Toronto company's system fine-tunes grid balance

 

Demand response, and companies that aggregate it to help balance supply and load on the grid aren't new. Traditionally, demand response works on a scale of an hour or more, interrupting some process on a major consumer’s production line to keep demand broadly in line with what generators are putting onto the grid. What Toronto-based ENBALA (the name is an amalgam of ENergy in BALAnce) Power Networks does is similar, but on a timescale of seconds, rather than hours. Using smart grid technologies that weren’t available even five years ago, the company’s system calculates the difference between the available supply and the momentary demand on the grid every four seconds, and invites its client companies – large power consumers – to tune down (or up) the rate at which some of their machinery – say, a compressor – operates, to keep a close match between what the grid is supplying – at that moment – and how much its consumers are drawing.

          Conventionally, again, the only tools the system operator (in Ontario, the IESO) has to match supply and demand is its ability to order generators to ramp production up or down. At present, as ENBALA CEO Ron Dizy explains, the facilities in Ontario that provide such balancing service are basically the Sir Adam Beck hydro station at Niagara Falls, and some Brookfield hydro facilities. Up until the last few years, OPG’s coal-fired stations used to provide such a balancing function, but the control interval there was on a five-minute scale, and in any case coal is scheduled to be gone in another year and a half. But on the four-second timescale on which ENBALA’s service operates, adjusting load in this way is "by far" the most scalable and cost-effective way to achieve grid balance, says Dizy.

          This the company does by attaching an off-the-shelf communications panel, plus some very fast and sophisticated software, to the various pieces of equipment that the host load allows – compressors and motors, for example, designed to operate at variable speeds within a range that has no practical effect on the host company’s production processes. The host load company tells ENBALA what machinery can be adjusted in this way, and what the acceptable operating range is. A signal in real time is then sent from the IESO as to how the grid balance needs to be adjusted, and ENBALA’s network processes the signal to all the host devices to adjust load accordingly. ENBALA’s customer, the IESO, pays ENBALA for the service, and ENBALA in turn pays the host load companies for their participation.

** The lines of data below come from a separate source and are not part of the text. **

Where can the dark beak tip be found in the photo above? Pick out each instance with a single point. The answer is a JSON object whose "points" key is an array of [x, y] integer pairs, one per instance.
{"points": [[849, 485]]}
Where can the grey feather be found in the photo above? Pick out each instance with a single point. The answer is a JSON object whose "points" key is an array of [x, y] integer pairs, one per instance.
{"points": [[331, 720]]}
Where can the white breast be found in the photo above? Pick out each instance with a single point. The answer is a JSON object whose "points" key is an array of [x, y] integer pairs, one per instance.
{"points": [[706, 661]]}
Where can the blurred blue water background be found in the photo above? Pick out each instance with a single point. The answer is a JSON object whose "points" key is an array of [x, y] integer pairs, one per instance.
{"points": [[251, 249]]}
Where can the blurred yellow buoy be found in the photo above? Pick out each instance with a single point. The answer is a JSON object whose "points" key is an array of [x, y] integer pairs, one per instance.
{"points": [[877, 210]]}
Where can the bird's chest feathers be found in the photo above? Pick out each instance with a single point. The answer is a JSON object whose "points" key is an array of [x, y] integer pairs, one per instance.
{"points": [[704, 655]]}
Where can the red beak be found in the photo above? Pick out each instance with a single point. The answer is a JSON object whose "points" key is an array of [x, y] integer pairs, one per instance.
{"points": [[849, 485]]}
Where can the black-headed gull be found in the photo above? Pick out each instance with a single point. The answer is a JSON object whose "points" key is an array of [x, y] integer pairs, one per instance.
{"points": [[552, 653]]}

          The IESO has indicated strong interest in technologies like these for the power system, and is issuing an RFP in August to select companies and technologies for delivery later this year or early next year. ENBALA is already operational in the PJM Interconnection in the United States. CEO Ron Dizy says that generators there welcome the service, because it allows them to operate their equipment more steadily, rather than ramping it up and down every few minutes, which tends to affect maintenance costs. Conventionally, Dizy says, generators tend to be less welcome to demand balancing services that work on timescales of several hours – that’s a realm where generators could be providing peaking services instead, they say, whereas this short timescale balancing suits them fine.

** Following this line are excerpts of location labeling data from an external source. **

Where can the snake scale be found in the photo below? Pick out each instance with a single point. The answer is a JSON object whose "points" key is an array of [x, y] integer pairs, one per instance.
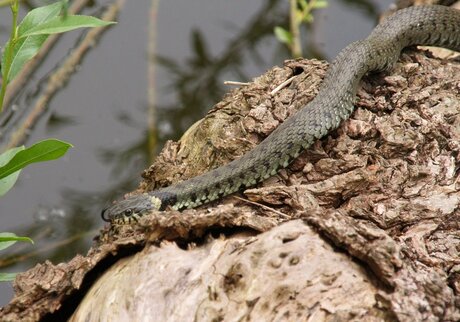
{"points": [[422, 25]]}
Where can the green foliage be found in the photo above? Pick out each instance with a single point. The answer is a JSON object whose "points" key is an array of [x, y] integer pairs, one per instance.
{"points": [[300, 12], [7, 240], [7, 182], [283, 35], [46, 150], [25, 41]]}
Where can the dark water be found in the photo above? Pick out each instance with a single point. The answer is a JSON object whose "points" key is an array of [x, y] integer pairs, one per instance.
{"points": [[102, 109]]}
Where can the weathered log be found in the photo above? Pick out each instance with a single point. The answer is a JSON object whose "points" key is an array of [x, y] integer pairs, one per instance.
{"points": [[362, 226]]}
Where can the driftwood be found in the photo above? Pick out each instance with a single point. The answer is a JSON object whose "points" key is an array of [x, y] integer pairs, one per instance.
{"points": [[361, 227]]}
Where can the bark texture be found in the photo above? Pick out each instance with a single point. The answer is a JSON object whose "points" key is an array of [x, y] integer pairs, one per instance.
{"points": [[361, 227]]}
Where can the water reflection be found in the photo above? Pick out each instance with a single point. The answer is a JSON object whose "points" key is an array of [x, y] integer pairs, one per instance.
{"points": [[111, 141]]}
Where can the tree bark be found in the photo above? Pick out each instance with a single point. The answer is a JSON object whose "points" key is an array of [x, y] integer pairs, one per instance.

          ENBALA announced June 25 that it has been awarded $1.8 million under the Ontario Government's Smart Grid Fund to help it expand its network. Currently the company has about twenty host companies signed up, and is shooting for ninety in Ontario. The IESO's RFP is likely to be for a total of 10 MW, which is about 10% of Ontario's grid balancing needs, but Dizy believes that loads will provide 50% of all ancillary services within ten years. "We think there is something like 500MW of real time flexibility that is capturable from loads in Ontario," he said.

          The company is also using its same platform to do wind integration in the Maritimes; where instead of ramping generation up or down on this kind of timescale to deal with varying windfarm output, its network adjusts loads.

          ENBALA’s service as an aggregator of this type is so far unique, Dizy says. The only other comparable service Dizy is aware of is being provided by an ALCOA plant near Chicago, which uses huge amounts of electricity in smelting aluminum, with some 80 or 90 MW of variability, in the MISO power system. There are of course other aggregators on the conventional scale, like Rodan Energy, and in fact Enbala will work with them in approaching customers to offer its particular service.